It will work better on more mobile devices

Oct 9, 2017 13:47 GMT  ·  By

Chromium evangelist François Beaufort shares today on his Google+ page news about Google's Chrome team working on redesigning the internal chrome://flags page with a bunch of cool new features and improvements.

The chrome://flags page is used to enable experimental features in the Google Chrome web browser, as well as in Chrome OS, the Linux-based operating system that powers Chromebooks. In the latest Chrome Canary build, the chrome://flags page was revamped with a neat list of interesting changes.

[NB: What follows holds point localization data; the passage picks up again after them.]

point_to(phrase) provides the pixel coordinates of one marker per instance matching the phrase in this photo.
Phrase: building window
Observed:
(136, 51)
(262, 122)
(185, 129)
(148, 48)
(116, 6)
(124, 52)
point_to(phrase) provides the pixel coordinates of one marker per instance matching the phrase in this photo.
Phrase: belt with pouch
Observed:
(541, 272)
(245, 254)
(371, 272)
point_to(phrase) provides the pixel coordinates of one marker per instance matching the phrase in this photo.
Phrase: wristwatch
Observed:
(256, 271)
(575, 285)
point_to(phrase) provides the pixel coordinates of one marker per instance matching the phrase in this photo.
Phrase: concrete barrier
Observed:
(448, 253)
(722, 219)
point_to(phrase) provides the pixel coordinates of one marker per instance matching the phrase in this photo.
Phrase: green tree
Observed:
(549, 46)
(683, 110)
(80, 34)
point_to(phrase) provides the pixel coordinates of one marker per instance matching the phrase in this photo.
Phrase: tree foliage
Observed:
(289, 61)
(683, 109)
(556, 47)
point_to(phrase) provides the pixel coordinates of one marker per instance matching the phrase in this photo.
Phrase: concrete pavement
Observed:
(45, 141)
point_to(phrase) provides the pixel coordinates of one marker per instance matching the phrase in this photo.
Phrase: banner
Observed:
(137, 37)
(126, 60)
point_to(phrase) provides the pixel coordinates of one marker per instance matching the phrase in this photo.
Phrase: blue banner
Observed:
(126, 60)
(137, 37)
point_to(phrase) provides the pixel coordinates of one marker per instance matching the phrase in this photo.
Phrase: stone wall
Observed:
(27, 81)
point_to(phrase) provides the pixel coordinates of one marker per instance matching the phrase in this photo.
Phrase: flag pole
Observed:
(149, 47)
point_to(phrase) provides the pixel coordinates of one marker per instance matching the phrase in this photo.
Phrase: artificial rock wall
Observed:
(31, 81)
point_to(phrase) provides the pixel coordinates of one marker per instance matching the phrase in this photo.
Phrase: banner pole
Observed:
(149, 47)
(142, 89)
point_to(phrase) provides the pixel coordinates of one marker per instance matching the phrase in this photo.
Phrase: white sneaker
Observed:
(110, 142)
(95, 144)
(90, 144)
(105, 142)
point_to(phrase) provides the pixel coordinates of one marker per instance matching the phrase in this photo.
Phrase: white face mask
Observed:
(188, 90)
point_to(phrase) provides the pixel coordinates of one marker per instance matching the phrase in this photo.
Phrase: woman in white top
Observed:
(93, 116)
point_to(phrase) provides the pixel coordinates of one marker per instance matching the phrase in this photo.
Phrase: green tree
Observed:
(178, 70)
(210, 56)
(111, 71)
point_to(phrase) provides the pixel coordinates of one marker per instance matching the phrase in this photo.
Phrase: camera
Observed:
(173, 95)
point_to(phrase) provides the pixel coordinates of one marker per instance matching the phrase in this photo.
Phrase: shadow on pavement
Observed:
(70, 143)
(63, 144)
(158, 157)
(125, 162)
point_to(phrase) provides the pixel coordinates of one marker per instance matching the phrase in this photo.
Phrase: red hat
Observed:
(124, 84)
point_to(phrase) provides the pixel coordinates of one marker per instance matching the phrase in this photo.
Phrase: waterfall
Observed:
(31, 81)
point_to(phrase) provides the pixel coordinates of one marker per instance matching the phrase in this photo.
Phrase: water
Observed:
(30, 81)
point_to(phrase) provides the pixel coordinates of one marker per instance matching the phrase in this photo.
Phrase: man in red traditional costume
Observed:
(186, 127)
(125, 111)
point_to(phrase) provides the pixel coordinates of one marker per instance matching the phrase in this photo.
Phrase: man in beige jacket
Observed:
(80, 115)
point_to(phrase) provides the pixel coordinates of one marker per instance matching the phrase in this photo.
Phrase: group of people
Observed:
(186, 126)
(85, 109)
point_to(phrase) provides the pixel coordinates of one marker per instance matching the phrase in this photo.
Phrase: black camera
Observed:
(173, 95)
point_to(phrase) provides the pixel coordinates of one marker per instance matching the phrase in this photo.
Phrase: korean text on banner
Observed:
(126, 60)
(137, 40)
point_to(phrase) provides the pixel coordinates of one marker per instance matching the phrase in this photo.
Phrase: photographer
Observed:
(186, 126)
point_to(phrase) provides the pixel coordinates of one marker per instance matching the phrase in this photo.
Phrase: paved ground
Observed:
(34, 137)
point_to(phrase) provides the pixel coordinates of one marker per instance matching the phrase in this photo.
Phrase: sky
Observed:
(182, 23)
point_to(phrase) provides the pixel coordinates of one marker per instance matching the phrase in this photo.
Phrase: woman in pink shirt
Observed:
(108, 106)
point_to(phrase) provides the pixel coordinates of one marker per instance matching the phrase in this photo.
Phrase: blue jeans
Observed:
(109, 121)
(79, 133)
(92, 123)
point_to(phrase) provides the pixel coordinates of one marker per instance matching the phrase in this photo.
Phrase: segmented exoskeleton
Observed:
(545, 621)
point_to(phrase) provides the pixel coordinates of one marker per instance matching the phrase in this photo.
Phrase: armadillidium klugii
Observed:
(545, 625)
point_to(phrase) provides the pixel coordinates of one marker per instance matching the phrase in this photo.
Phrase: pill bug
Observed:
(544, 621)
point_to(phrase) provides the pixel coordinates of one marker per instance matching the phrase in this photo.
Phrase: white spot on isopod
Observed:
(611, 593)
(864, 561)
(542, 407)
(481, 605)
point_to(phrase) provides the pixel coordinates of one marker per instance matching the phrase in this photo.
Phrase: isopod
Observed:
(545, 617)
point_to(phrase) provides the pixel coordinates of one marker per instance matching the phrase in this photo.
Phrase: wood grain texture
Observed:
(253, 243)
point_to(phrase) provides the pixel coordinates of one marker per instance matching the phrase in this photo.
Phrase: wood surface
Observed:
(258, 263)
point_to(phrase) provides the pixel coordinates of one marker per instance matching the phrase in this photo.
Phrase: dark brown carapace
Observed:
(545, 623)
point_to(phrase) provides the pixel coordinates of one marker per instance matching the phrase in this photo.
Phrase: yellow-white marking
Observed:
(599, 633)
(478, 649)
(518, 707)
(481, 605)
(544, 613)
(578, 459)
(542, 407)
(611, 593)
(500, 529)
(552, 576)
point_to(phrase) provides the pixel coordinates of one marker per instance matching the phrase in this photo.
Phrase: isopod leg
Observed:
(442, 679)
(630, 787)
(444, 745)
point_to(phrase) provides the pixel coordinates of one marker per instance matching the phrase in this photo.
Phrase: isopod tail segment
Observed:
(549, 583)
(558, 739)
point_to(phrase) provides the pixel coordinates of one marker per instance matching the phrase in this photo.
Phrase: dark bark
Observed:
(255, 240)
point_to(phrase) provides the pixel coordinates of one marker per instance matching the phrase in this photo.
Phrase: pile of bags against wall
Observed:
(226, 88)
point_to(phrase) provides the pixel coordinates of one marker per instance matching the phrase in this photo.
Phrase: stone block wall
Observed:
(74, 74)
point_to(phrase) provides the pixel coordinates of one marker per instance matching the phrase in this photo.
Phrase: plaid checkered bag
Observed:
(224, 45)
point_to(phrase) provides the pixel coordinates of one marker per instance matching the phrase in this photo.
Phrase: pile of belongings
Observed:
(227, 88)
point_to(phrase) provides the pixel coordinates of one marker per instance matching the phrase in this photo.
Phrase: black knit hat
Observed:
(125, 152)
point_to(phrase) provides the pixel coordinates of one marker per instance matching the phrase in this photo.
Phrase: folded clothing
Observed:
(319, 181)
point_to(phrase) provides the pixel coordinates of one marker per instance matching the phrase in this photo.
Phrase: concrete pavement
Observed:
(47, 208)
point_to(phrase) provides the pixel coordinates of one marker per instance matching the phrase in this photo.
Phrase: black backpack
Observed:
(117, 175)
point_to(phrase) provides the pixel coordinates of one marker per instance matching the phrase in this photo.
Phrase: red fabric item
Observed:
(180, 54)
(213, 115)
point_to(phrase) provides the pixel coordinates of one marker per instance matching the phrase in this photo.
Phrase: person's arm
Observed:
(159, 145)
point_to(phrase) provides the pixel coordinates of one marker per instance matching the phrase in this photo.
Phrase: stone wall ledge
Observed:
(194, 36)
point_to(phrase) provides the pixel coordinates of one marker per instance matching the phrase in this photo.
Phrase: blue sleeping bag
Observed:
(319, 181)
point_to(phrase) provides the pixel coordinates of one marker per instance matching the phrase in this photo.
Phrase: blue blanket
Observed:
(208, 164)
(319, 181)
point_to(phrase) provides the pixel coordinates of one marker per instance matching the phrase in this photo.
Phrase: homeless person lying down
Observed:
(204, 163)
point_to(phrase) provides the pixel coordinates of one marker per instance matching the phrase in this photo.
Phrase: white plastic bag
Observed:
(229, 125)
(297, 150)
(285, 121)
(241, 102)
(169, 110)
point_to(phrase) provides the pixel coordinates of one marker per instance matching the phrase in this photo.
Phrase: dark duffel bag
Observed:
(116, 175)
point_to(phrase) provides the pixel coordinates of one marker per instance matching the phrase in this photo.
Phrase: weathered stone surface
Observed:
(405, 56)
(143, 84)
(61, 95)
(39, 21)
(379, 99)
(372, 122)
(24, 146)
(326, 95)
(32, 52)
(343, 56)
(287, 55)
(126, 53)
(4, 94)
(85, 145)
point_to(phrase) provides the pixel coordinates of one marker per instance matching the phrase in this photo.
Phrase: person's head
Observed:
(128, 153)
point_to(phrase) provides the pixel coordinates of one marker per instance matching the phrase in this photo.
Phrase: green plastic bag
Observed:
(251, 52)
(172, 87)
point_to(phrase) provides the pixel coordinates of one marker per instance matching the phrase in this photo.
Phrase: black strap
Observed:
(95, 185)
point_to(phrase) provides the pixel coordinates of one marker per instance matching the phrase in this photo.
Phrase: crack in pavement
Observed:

For example, there's now a tabbed interface to separate the "Available" and "Unavailable" flags, Chrome's version number is now displayed on the page, the warning blurb was simplified, both the typography and color scheme were modernized, and support for larger touch targets was implemented.

Better support for mobile devices

The new design of the chrome://flags page is also aimed at mobile devices, as Google's Chrome engineers are working to improve its responsiveness on this type of devices, be it mobile phones, tablets, or convertibles (e.g. 2 in 1 laptops). This is probably done because Google recently launched the Pixelbook.

Lastly, filtering was improved to offer users a better search experience on mobile devices, thanks to the implementation of a page flag search functionality. But more, smaller changes could be done in the coming weeks to the chrome://flags page to modernize it, until it hits the stable channels for Chrome OS users.

If you can't wait until then, you can give it a try right now by switching to the Chrome Canary experimental channel on your Chromebook, but please be aware that it's "experimental" for a reason, and your Chrome OS experience won't be as stable and reliable as it should be if you were running the stable build. The Canary channel has a lot more other goodies that you could try out on your Chromebook.